I am very new to SAS and have a basic question.
I am writing a macro containing a Do-To loop from i = 1 to n. I want n to be conditioned on whether a year is less than 2005 or greater than it. If less than than n=10, otherwise n=11.
The year variable is already contained within the macro call so I feel like this should be easy but I'm struggling.
For example something like this code would be ideal:
%do i= 1 %to (if &year. < 2005 then 10; else 11)
This, however, does not seem to work. Is there another way I could easily implement this? Or use something similar to what's above?
Thanks! Your help is greatly appreciated!
For this problem you can take advantage of the fact that SAS converts logical expressions to 0/1 results.
%do i= 1 %to %eval(10 + (&year >= 2005)) ;
For a more general condition just make another variable for the upper bound and use %IF/%THEN logic to set it.

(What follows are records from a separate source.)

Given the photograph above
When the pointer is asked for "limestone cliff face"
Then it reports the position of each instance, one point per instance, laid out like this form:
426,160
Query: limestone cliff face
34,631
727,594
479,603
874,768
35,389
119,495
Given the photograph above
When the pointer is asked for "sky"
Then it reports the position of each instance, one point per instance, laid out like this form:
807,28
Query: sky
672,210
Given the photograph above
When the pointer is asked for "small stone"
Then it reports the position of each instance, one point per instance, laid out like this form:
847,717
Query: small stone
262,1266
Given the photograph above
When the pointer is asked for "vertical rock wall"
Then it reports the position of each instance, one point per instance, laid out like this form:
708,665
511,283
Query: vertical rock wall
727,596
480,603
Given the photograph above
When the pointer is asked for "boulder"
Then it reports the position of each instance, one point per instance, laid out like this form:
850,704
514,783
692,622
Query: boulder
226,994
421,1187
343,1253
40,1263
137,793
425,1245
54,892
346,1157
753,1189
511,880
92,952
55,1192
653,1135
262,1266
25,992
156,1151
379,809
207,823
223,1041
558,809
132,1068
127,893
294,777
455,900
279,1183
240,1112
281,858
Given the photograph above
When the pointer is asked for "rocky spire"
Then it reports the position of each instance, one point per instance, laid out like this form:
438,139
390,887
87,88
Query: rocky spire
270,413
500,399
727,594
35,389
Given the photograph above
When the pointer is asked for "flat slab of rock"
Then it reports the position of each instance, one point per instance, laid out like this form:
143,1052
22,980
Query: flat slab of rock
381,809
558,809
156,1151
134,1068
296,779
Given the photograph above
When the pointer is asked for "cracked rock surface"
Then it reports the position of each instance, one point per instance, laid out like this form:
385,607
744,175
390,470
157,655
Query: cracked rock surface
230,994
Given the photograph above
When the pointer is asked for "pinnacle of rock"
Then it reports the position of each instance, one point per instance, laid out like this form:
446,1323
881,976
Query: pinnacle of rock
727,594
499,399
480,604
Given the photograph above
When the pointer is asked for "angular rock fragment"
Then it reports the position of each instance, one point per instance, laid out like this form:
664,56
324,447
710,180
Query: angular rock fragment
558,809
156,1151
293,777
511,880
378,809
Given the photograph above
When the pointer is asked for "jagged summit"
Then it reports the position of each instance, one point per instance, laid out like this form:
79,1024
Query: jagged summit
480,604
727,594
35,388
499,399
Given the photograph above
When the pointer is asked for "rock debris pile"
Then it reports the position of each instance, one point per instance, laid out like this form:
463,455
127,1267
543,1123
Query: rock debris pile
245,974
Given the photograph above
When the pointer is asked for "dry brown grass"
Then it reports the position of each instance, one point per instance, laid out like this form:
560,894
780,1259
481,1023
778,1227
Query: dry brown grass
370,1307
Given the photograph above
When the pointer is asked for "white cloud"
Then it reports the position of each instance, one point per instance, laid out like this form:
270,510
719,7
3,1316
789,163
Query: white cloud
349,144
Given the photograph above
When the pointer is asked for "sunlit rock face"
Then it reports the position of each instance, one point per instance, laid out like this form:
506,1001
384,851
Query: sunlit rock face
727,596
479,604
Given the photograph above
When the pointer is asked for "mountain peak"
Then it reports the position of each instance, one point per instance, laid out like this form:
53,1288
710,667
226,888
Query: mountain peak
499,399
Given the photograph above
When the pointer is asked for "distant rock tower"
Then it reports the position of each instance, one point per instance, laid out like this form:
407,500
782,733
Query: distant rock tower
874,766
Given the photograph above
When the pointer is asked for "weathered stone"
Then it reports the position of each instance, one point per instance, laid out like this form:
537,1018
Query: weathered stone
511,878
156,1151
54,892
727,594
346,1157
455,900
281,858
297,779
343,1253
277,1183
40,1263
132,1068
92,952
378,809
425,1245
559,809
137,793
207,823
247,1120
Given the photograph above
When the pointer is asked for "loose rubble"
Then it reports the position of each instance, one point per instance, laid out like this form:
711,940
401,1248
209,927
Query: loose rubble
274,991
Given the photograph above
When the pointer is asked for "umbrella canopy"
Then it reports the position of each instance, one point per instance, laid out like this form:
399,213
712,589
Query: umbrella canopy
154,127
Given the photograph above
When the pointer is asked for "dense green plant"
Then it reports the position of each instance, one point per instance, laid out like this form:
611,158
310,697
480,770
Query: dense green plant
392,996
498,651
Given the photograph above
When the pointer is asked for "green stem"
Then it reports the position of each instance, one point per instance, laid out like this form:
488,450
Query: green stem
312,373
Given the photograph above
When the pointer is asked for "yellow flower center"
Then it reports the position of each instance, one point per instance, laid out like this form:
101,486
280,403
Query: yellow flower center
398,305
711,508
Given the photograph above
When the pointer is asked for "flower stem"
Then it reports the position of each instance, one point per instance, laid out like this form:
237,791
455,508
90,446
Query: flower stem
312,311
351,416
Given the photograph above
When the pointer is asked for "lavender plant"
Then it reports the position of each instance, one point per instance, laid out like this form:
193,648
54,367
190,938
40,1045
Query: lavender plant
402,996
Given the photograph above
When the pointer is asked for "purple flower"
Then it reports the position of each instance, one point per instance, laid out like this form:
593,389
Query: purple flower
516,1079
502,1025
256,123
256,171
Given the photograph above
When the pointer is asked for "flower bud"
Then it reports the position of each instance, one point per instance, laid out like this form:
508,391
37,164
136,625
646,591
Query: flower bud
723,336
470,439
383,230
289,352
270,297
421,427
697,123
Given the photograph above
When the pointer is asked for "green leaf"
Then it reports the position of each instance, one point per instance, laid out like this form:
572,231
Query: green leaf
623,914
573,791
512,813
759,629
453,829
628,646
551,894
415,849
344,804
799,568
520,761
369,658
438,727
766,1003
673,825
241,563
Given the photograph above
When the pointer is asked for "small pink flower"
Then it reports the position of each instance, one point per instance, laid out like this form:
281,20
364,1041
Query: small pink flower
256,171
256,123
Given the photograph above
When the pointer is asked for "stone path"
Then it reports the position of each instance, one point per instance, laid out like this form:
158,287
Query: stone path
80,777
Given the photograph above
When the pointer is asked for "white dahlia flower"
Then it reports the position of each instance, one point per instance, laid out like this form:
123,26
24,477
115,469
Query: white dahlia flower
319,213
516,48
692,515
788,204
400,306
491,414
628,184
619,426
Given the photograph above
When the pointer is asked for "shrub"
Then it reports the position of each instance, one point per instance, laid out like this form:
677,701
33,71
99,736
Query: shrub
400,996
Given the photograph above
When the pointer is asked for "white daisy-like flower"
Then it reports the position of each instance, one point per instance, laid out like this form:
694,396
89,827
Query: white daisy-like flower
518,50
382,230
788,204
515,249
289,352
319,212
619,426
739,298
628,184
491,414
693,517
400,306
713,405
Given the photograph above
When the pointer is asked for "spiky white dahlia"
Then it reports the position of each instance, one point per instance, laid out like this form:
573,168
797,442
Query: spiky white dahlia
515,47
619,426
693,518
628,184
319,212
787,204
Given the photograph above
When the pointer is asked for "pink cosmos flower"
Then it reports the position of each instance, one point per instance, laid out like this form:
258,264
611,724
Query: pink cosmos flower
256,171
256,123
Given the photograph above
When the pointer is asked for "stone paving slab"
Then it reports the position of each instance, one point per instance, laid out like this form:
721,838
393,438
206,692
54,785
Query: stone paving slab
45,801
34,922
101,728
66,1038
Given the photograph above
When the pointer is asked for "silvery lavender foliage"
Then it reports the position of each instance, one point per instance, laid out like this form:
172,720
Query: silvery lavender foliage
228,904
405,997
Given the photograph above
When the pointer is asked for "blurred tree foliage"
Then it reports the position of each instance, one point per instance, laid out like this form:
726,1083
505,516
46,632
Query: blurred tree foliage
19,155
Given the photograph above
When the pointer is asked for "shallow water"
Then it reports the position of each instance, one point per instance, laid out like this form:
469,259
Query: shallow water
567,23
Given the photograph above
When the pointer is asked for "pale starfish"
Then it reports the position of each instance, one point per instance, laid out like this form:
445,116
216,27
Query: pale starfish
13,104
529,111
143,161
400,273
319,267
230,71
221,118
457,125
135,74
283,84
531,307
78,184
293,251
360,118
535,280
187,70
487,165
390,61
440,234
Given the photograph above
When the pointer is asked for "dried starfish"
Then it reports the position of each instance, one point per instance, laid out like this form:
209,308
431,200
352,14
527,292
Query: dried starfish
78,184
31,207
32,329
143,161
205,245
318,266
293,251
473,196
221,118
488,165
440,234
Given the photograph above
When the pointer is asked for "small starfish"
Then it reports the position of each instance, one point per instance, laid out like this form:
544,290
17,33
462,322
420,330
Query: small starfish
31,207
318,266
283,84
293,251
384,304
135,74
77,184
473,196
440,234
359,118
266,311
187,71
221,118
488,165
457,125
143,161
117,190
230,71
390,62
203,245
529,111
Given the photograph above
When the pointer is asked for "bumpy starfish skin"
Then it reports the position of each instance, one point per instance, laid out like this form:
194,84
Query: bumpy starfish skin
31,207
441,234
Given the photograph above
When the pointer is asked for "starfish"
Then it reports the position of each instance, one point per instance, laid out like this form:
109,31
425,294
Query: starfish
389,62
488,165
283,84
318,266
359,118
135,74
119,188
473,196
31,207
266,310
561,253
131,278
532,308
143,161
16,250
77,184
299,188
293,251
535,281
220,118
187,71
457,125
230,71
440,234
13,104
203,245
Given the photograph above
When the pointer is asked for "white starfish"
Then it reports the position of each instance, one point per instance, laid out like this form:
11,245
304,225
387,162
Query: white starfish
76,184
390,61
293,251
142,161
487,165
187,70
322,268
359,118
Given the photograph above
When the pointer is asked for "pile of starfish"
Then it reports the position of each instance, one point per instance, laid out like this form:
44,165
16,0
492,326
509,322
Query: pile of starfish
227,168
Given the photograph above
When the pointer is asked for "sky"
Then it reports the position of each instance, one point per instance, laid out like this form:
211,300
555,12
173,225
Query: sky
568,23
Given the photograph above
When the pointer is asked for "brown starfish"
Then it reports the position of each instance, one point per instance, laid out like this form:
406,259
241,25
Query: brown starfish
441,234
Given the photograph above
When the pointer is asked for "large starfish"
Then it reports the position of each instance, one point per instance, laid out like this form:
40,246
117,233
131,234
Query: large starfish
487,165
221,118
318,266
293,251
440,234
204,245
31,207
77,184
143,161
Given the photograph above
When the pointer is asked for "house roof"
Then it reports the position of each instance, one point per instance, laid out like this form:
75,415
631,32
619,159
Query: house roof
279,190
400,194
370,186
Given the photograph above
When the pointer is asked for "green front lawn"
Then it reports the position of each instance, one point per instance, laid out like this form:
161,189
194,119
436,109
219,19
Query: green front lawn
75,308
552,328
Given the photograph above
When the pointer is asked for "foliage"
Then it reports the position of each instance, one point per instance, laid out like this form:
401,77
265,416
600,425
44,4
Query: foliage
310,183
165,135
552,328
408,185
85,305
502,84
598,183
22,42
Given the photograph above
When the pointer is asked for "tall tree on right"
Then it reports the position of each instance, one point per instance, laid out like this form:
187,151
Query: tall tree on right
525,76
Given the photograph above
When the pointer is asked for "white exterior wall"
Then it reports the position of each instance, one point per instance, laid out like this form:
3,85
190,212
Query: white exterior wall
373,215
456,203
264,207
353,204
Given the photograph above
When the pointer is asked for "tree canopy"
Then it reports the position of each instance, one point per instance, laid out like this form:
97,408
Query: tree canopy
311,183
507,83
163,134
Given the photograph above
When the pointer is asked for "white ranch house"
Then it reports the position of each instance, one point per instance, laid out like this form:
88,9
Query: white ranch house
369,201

%if &year < 2005 %then %let upper=10;
%else %let upper=11;
%do i= 1 %to &upper;
Related
I need to loop through some date format like 'yyyy-mm-dd' in SAS Macro since my main query body uses Teradata SQL Pass-Thru however my code below is not working where %let wk_first_dt is not picking up 'yyyy-mm-dd' format. The error says
%MACRO DO_APPEND;
%let first_dt_list = '2020-03-11' '2020-03-18';
%local i wk_first_dt;
%do i=1 %to %sysfunc(countw(&first_dt_list));
%let wk_first_dt = %scan(&first_dt_list, &i);
...
proc sql
...
where BILL_DT >= Date &wk_first_dt
AND SL_INVC.BILL_DT <= (Date &wk_first_dt + 7)
...
quit;
...
%END;
%MEND;
%DO_APPEND;
ERROR: Literal contains unmatched quote.
ERROR: The macro DO_APPEND will stop executing.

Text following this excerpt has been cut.